在西方傳統裡,性別總是以一種簡單的男性/女性的二元對立分析作為基礎;即使在女性主義的批評裡也同樣存在著生理性別與社會性別的二元框架。巴特勒就曾批判波伏娃的女性身體觀——女性身體應該是女人獲享自由的情境和媒介,而不是一個定義與限制的本質——複製了笛卡爾的精神/身體的二元論,低估了陽具邏格斯中心主義的統治力;她進而提出,應當重新審視這種二元結構帶來的「因襲陳規地生產、維繫以及合理化了固有的性別等級」。[2]性別的二元結構實質是父權制統治下的話語建構,是異性戀霸權的規範限制。不破不立,巴特勒提供的可能性就是通過性別的操演實現身份的顛覆,重塑性別的主體性。

2.1男性-女性二元的身體拆解

男性蛻變為女性的奇異影像無不包含著對傳統性別觀念裡二元對立結構的拆解和重組。影片裡對性別轉置的諸多描繪均是直觀上身體的性特徵轉化。按照羅蘭·巴特的觀點,「為了構織這女性符號,某非常之物必須獻出,就是身體。」[3]身體既是文本的愉悅來源,也是抵抗文化的利器。由此,影片中的身體敘事不僅專注於解構在形體附著的文化符號(發式、服裝、表現出的氣質等)意義上的社會性別,更深入解構了生理性別的「自然性」。

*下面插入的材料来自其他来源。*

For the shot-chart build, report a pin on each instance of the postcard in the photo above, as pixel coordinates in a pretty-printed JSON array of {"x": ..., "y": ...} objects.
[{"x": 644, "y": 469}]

最具衝擊力的莫過於陰莖的掉落這個場景。儘管從身體特徵上的性別符號上表現出性別身份的轉換是一種不得已為之的手段,因為這可能會使生理性別處於「前話語」的地位,但考慮到影像自身的「虛假性」反而可以得出另一個結論,正是這種諷喻性拆穿了生理性別表象上的虛假。此處,還需要注意陰莖符號與陽具象徵之間的差距,原本「作為」(「作為」陽具對應「擁有」陽具,拉康用以描述象徵秩序通過互相排斥的位置來創造文化的理解模式)陽具的女人,是通過陽具的缺乏、不在場來反映、建立自身的身份;如今這種否定的依賴關係所實施的偽裝(masquerade)策略以一種明朗的方式得以呈現,男性/女性的區分被直率地予以解構。

2.2扮裝戲仿

影片更為顛覆的是演員採取自始至終的「扮裝」行為:「野小子」們的表演是反串的。「在模仿社會性別的時候,扮裝隱含透露了社會性別本身的模仿性結構——以及它的歷史偶然性。」[4]扮裝是性別戲仿的一部分,它的本身沒有原品,目的在於表述一種沒有預設的、無原初的性別身份。除了影像內船長的扮裝外,影像外惡童超級歪的表演者女扮男裝,這種來自影像機制的生產增添了一重戲仿的現實意義,由此產生更加微妙的現實指涉,祛除了自然化的身份,是對規範感的喪失的自鳴得意。性別操演是由施行於身體之上的行為的結果,在此又充分發揮出被賦予的能動性,「惡童超級歪」完成了一個完善的性別操演範本。

3.性別圖景批評

3.1「消解性別」之後的新霸權

在歷經男性變為女性的流動性操演行為之後,性別的內在本質本應得到消解,但塞弗琳博士儼然成為新式的領航人,其發表的宣言造成了電影文本表達上的一定斷裂。塞弗琳對女權社會的圖景描繪是「未來屬於女人」「未來屬於女巫」「女權社會可以消滅戰爭和衝突」,這些對白似乎隱約保留著使人落入原先所批判的性別二元論的傾向裡。性別操演的目的是消解性別,走向的應是人類身份的重新認知和更為公正、多元的人類價值評價系統。然而,影片以一種新女性「船長」的誕生來取代原來的男性權力施行者。這種具有反撲傾向的權力鬥爭,因此受到女性主義者的批評:女性主義應保持自身一些一統化作法的自我批判,警惕將形式的顛覆變為一種倒轉話語,不加批判地重復壓迫者的手段。從父權體系下解放的性政治,不應當成為舊的霸權律法的偽飾,進一步進行霸權的自我壯大和普遍壓迫。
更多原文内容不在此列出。